This prints true(even though we don't use equalsmethod: correct way to compare strings)

这会打印true（即使我们不使用equals方法：比较字符串的正确方法）

    String s = "a" + "bc";
    String t = "ab" + "c";
    System.out.println(s == t);

When compiler optimizes your string literals, it sees that both sand thave same value and thus you need only one string object. It's safe because Stringis immutable in Java.
As result, both sand tpoint to the same object and some little memory saved.

当编译器优化您的字符串文字时，它会看到s和t具有相同的值，因此您只需要一个字符串对象。它是安全的，因为String在 Java 中是不可变的。
作为结果，双方s并t指向同一个对象，并保存一些小的内存。

Name 'string pool' comes from the idea that all already defined string are stored in some 'pool' and before creating new Stringobject compiler checks if such string is already defined.

名称“字符串池”来自这样一个想法，即所有已定义的字符串都存储在某个“池”中，并且在创建新String对象之前，编译器会检查此类字符串是否已定义。

I don't think it actually does much, it looks like it's just a cache for string literals. If you have multiple Strings who's values are the same, they'll all point to the same string literal in the string pool.

我认为它实际上没有多大作用，看起来它只是字符串文字的缓存。如果您有多个值相同的字符串，它们都将指向字符串池中的相同字符串文字。

String s1 = "Arul"; //case 1 
String s2 = "Arul"; //case 2 

In case 1, literal s1 is created newly and kept in the pool. But in case 2, literal s2 refer the s1, it will not create new one instead.

在情况 1 中，文字 s1 是新创建的并保存在池中。但在第 2 种情况下，文字 s2 引用 s1，它不会创建新的。

if(s1 == s2) System.out.println("equal"); //Prints equal. 

String n1 = new String("Arul"); 
String n2 = new String("Arul"); 
if(n1 == n2) System.out.println("equal"); //No output.  

http://p2p.wrox.com/java-espanol/29312-string-pooling.html

http://p2p.wrox.com/java-espanol/29312-string-pooling.html

When the JVM loads classes, or otherwise sees a literal string, or some code interns a string, it adds the string to a mostly-hidden lookup table that has one copy of each such string.
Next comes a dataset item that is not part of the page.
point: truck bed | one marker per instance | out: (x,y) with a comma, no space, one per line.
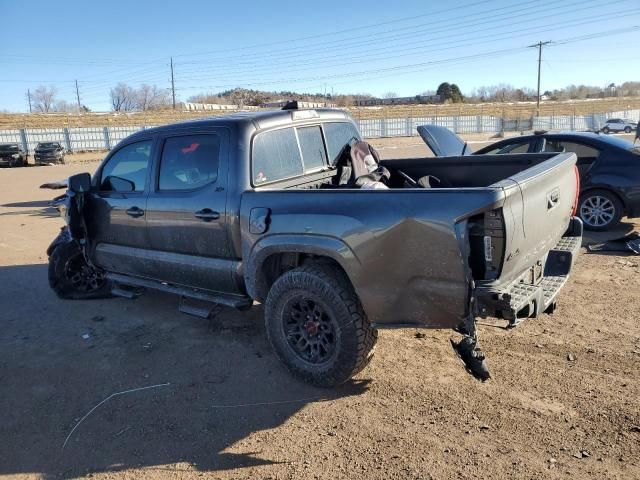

If another copy is added, the runtime arranges it so that all the literals refer to the same string object. This is called "interning". If you say something like

当 JVM 加载类或以其他方式看到文字字符串或某些代码internsa 字符串时，它会将字符串添加到大部分隐藏的查找表中，该表具有每个此类字符串的一个副本。如果添加了另一个副本，运行时会对其进行排列，以便所有文字都引用同一个字符串对象。这称为“实习”。如果你说类似的话

String s = "test";
return (s == "test");

it'll return true, because the first and second "test" are actually the same object. Comparing interned strings this way can be much, muchfaster than String.equals, as there's a single reference comparison rather than a bunch of charcomparisons.

它会返回true，因为第一个和第二个“测试”实际上是同一个对象。以这种方式比较实习字符串可能比快得多String.equals，因为只有一个参考比较而不是一堆char比较。

You can add a string to the pool by calling String.intern(), which will give you back the pooled version of the string (which could be the same string you're interning, but you'd be crazy to rely on that -- you often can't be sure exactly what code has been loaded and run up til now and interned the same string). The pooled version (the string returned from intern) will be equal to any identical literal. For example:

您可以通过调用String.intern()将字符串添加到池中，这将返回字符串的池版本（这可能与您正在实习的字符串相同，但您会很疯狂地依赖它 - 您通常可以' t 确定到底是什么代码已经被加载并运行到现在，并插入了相同的字符串）。池化版本（从 返回的字符串intern）将等于任何相同的文字。例如：

String s1 = "test";
String s2 = new String("test");  // "new String" guarantees a different object

System.out.println(s1 == s2);  // should print "false"

s2 = s2.intern();
System.out.println(s1 == s2);  // should print "true"

Let's start with a quote from the virtual machine spec:

让我们从虚拟机规范中的一句话开始：

Loading of a class or interface that contains a String literal may create a new String object (§2.4.8) to represent that literal. This may not occur if the a String object has already been created to represent a previous occurrence of that literal, or if the String.intern method has been invoked on a String object representing the same string as the literal.

加载包含字符串文字的类或接口可能会创建一个新的字符串对象（第 2.4.8 节）来表示该文字。如果已经创建了一个 String 对象来表示该文字的先前出现，或者如果已经在表示与该文字相同的字符串的 String 对象上调用了 String.intern 方法，则可能不会发生这种情况。

This may not occur- This is a hint, that there's something special about Stringobjects. Usually, invoking a constructor will alwayscreate a new instance of the class. This is not the case with Strings, especially when String objects are 'created' with literals. Those Strings are stored in a global store (pool) - or at least the references are kept in a pool, and whenever a new instance of an already known Strings is needed, the vm returns a reference to the object from the pool. In pseudo code, it may go like that:

这可能不会发生- 这是一个提示，String对象有一些特殊之处。通常，调用构造函数将始终创建类的新实例。字符串不是这种情况，尤其是当字符串对象是用文字“创建”时。这些字符串存储在全局存储（池）中 - 或者至少引用保存在池中，并且每当需要已知字符串的新实例时，vm 从池中返回对对象的引用。在伪代码中，它可能是这样的：

1: a := "one" 
   --> if(pool[hash("one")] == null)  // true
           pool[hash("one") --> "one"]
       return pool[hash("one")]

2: b := "one" 
  --> if(pool[hash("one")] == null)   // false, "one" already in pool
        pool[hash("one") --> "one"]
      return pool[hash("one")] 

So in this case, variables aand bhold references to the sameobject. IN this case, we have (a == b) && (a.equals(b)) == true.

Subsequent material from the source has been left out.